Christina évoque ensuite les stratégies de rédaction : comment faut-il s'y prendre pour attirer l'attention d'un lectorat qui, à l'ère du numérique et des réseaux, est déjà bombardé d'informations toute la journée ? L'une des approches possibles consiste à partir de faits quotidiens : pourquoi le rideau de douche bouge-t-il lorsqu'on fait couler l'eau dans la baignoire ? Cette question, posée dans la première phrase d'un article, permettrait d'introduire des phénomènes scientifiques complexes, tels que la convection. Plus généralement, la structure des articles est « en pyramide inversée » : si le journaliste scientifique veut faire état d'un résultat obtenu par des chercheurs, il exposera l'enseignement majeur de leur travaux en tête d'article, sous une forme amusante (« Your lead is the conclusion »). Il faut également jalonner l'article de « kickers », c'est-à-dire des ruptures de ton ou des éléments nouveaux qui relancent l'attention du lecteur. Les effets de surprise sont également recherchés (Christina les appelle des « A-ha / Wow moments »).
Il faut également veiller à la concision de l'ensemble, les articles de vulgarisation publiés sur Discovery News dépassant rarement 300 mots. L'information est organisée dans l'article selon un système de questions/réponses (« The Q&A is very important. Anticipate what you reader wants to know »).
 
Au plan stylistique, la simplicité est de mise (« No extra fluff, we want to pop »). Les verbes sont privilégiés pour évoquer les faits ; en revanche, les adjectifs doivent être utilisés avec parcimonie. Christina déconseille également à ses contributeurs d'utiliser un trop grand nombre de métaphores, qui peuvent déformer le message scientifique de l'article. Enfin, une très grande liberté est accordée aux pigistes pour les titres, qui doivent jouer le rôle d'accroche, et peuvent être humoristiques.
 
Pour trouver des idées d'articles, les pigistes suivent l'actualité scientifique sur des sites proposant des dépêches, tels que Eureka Alert (http://www.eurekalert.org/). Ils surveillent aussi les communiqués de presse des grands organismes internationaux, qui « prémâchent » le travail des journalistes scientifiques (Christina, il y a quelques années, a rédigé ce type de communiqués de presse en tant que chargée de mission à la Commission océanographique internationale de l'UNESCO).
 
Le remarquable exposé de Christina, souvent interrompu par des questions, a été suivi d'un débat animé autour de la vulgarisation scientifique.

 

Travaux de l'après-midi : compte-rendu d'une enquête préalable relative à un projet de dictionnaire des notions de l'anglais de spécialité

Dans le prolongement du projet sur l'épistémologie de l'anglais de spécialité présenté lors de la dernière réunion du GT S&A à Dijon, A. Saber expose les enseignements d'un questionnaire proposé à l'ensemble des membres du GERAS ainsi qu'à un certain nombre d'acteurs de l'anglais de spécialité en France.
 
Un compte-rendu détaillé de ce questionnaire est en cours de finition et sera envoyé aux répondants ainsi qu'aux membres du GT S&A avant la mi-novembre 2011.
 
Voici en résumé les principaux enseignements de ce questionnaire (et des débats lors de la réunion qui fait l'objet du présent compte rendu) :

  •  43 personnes ont répondu au questionnaire ;
  • le projet a paru utile à la quasi-totalité des répondants ;
  • d'ores et déjà, une vingtaine de collègues ont pris l'engagement ferme de rédiger une ou plusieurs rubriques ;
  • près d'une centaine de notions supplémentaires ont été proposées par les répondants ;
  • les débats lors de la réunion ont permis d'établir un cahier des charges provisoire (critères de sélection des notions, nécessité de renommer certaines d'entre elles pour les relier à un contexte anglophone spécialisé, typologie des rubriques...).

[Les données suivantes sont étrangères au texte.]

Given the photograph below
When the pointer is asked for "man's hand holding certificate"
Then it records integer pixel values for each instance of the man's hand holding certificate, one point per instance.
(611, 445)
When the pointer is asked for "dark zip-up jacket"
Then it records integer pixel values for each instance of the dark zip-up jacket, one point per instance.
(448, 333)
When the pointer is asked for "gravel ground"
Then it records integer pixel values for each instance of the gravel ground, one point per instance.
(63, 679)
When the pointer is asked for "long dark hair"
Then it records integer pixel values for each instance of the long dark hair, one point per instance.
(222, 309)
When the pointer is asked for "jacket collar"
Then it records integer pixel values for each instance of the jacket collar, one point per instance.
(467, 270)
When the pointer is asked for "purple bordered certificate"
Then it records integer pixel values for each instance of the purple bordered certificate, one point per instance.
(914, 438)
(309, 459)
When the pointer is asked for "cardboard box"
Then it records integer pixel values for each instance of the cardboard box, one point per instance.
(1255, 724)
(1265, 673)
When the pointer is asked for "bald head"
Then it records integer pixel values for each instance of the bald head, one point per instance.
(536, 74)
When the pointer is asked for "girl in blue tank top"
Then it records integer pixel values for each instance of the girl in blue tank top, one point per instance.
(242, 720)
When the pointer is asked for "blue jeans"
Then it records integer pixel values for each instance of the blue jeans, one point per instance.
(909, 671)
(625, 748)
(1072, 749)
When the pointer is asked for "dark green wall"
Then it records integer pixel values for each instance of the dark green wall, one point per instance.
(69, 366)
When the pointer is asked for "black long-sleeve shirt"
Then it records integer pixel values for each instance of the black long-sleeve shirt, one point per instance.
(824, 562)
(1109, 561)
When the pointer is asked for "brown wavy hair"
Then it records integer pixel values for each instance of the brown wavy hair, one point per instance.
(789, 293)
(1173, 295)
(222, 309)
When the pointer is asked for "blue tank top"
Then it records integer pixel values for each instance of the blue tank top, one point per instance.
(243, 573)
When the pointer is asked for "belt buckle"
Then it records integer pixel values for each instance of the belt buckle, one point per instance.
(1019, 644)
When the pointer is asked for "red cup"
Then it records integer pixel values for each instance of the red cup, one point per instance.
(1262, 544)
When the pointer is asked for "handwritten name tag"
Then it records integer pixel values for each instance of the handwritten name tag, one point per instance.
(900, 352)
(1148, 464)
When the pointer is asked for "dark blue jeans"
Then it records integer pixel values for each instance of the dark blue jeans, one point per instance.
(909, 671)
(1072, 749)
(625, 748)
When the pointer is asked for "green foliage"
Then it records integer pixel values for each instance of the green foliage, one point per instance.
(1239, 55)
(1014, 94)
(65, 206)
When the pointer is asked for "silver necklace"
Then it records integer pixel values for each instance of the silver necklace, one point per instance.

Le projet semble donc viable ; il sera proposé dans un premier temps à l'éditeur Ophrys.
 
La réunion s'achève sur une ébauche de programme en vue du prochain regroupement du GT à Grenoble : suite au récent message de Jean-Claude Bertin à propos des GT, il conviendrait de consacrer la prochaine réunion à l'élaboration d'une fiche d'identité du GT, à un inventaire des chantiers communs à ses membres, et à la définition du « mode de gouvernance » du GT (avec la désignation d'un ou plusieurs responsables par le biais d'une élection formelle).
 
Compte rendu rédigé par Anthony Saber le 4 novembre 2011.